Submitted by Dan_Canteen on

By Claire Malengret, National Clinical Advisor

My name is Claire Malengret, and I'm a National Clinical Advisor here at Canteen.

COVID-19 has seen many of us miss out on spending time with our loved ones. Maybe the pandemic has meant not seeing our parents for three months, three years or – in the worst situations – ever again. And as a result, a lot of us are experiencing grief.

Here at Canteen, we spend a lot of time researching grief and developing the best support services for young people experiencing grief. That can be the grief of bereavement, where a parent or sibling has died, but it can also be the grief associated with a loss of independence, a loss of identity or a loss of the type of life a young person thought they were going to have.

Grief is the reaction that we have in response to a death or a loss. It can impact our emotions, our thoughts, our body and many parts of our lives.

Everyone experiences grief very differently and so even though the feelings of sadness and other reactions to grief are natural and normal, it still doesn't make it easy.

Some of the young people that we work with here at Canteen have said that they weren't always prepared for their responses to their loss, particularly how they grieved, which was really in their own way.

The process of grief is a healthy one and it's a process of feeling comforted, coming to terms with the loss and finding ways of coping and adapting.

The jar analogy

This image is a great analogy that we often use with our young people. Grief doesn’t lessen over time. Instead, it actually remains quite present and big, but we learn to live with the grief so that we can move forward.

What we know about the grief process (or ‘healthy grieving’) is that you need to find ways of expressing your feelings and finding support, finding meaning from the loss and then also taking care of yourself. Those are really important.

That’s why Canteen developed Good Grief, a three-day program for young people to learn about grief and how to cope with it as well as talk about their experiences with other bereaved young people who understand. Evaluation of the Good Grief program has found that 99% of young people find it helpful and that it provides a significant improvement in young people’s trauma coping abilities.

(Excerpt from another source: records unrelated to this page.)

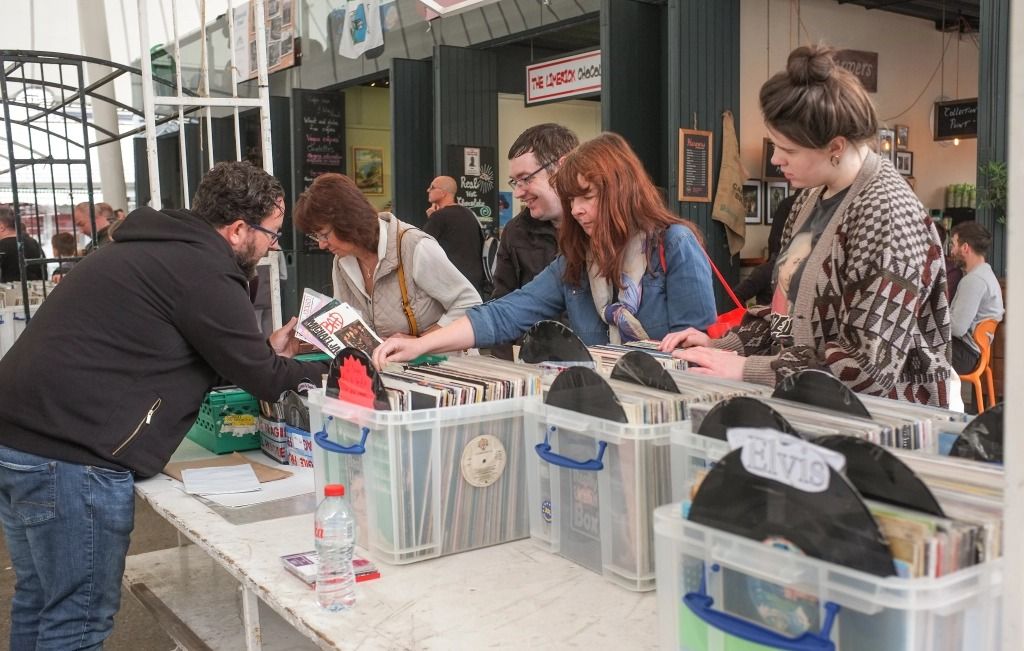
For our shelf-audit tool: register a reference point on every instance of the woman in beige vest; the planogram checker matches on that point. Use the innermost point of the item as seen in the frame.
(395, 275)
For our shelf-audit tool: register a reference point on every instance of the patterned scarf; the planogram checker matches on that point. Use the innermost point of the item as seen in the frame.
(621, 313)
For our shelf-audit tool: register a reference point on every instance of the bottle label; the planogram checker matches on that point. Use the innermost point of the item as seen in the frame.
(483, 461)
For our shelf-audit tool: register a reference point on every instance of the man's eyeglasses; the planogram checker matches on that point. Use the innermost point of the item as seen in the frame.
(273, 235)
(524, 181)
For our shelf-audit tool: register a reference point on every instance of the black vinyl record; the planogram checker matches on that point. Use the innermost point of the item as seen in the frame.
(834, 525)
(353, 378)
(742, 411)
(982, 438)
(880, 476)
(552, 341)
(582, 390)
(639, 367)
(818, 388)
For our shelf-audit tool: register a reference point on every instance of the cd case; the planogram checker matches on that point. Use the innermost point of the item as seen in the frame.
(304, 566)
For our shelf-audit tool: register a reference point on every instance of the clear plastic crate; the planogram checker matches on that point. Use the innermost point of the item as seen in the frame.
(593, 485)
(718, 592)
(429, 482)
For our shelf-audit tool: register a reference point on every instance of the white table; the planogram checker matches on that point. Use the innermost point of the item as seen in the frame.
(508, 596)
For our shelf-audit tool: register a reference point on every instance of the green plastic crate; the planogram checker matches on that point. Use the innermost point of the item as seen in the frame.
(227, 422)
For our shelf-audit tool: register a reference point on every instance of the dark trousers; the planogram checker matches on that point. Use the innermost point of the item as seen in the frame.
(965, 358)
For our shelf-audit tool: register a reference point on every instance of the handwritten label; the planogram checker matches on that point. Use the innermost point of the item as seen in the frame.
(784, 458)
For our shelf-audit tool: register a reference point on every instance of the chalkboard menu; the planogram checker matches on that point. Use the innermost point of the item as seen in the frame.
(694, 165)
(956, 119)
(473, 170)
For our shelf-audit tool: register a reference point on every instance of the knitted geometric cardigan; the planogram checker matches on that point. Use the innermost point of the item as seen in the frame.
(871, 304)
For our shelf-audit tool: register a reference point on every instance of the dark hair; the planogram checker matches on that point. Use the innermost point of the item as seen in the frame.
(629, 203)
(7, 216)
(64, 244)
(816, 99)
(548, 141)
(976, 235)
(334, 201)
(236, 189)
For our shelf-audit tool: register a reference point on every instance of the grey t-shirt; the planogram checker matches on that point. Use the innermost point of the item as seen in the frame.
(978, 297)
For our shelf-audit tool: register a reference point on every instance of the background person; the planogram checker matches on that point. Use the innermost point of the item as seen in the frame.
(867, 301)
(367, 263)
(630, 269)
(108, 378)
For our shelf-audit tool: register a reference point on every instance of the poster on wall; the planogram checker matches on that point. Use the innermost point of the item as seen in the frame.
(280, 16)
(473, 171)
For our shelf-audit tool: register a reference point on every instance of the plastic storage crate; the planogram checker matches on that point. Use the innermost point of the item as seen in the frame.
(227, 422)
(718, 591)
(429, 482)
(593, 485)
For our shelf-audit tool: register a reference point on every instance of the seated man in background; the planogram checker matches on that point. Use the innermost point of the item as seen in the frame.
(457, 230)
(978, 296)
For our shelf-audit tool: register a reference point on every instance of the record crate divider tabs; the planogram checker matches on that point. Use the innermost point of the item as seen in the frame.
(711, 583)
(227, 422)
(407, 474)
(594, 488)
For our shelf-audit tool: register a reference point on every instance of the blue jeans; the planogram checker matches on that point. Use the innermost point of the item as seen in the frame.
(68, 528)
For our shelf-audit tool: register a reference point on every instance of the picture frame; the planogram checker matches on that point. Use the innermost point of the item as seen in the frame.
(902, 136)
(774, 193)
(769, 171)
(887, 143)
(904, 163)
(753, 201)
(368, 169)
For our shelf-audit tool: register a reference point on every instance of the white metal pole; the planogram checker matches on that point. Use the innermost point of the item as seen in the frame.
(1013, 526)
(148, 109)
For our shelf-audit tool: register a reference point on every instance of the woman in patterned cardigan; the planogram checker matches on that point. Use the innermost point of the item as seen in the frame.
(860, 286)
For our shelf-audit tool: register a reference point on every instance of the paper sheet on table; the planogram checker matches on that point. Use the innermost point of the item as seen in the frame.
(299, 483)
(226, 479)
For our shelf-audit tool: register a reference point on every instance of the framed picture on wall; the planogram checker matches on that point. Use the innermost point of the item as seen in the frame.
(777, 190)
(904, 163)
(368, 169)
(753, 201)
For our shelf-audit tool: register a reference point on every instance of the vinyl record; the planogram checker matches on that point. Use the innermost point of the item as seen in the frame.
(742, 411)
(639, 367)
(582, 390)
(353, 378)
(982, 438)
(552, 341)
(834, 525)
(818, 388)
(879, 475)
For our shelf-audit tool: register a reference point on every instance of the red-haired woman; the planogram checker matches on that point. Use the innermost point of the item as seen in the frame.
(629, 268)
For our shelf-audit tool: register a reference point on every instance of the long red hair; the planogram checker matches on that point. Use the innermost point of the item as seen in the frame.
(628, 204)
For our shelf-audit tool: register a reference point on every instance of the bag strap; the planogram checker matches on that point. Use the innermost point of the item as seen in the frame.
(407, 306)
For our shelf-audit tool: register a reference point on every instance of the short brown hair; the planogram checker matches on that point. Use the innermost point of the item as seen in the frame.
(334, 201)
(974, 234)
(816, 99)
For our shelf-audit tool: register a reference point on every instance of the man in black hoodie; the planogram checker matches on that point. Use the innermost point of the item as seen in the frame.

If you’re interested in more detail about this, you can read the article in BMC Palliative Care.

We often hear from young people impacted by cancer that friends and family often don’t really get what they're going through, which is why the peer support we offer through programs like Good Grief as well as our online community Canteen Connect are so important.

Even though grief is very normal, it can be a difficult and isolating experience, so it's really important to remember that there is support out there and that you're not alone.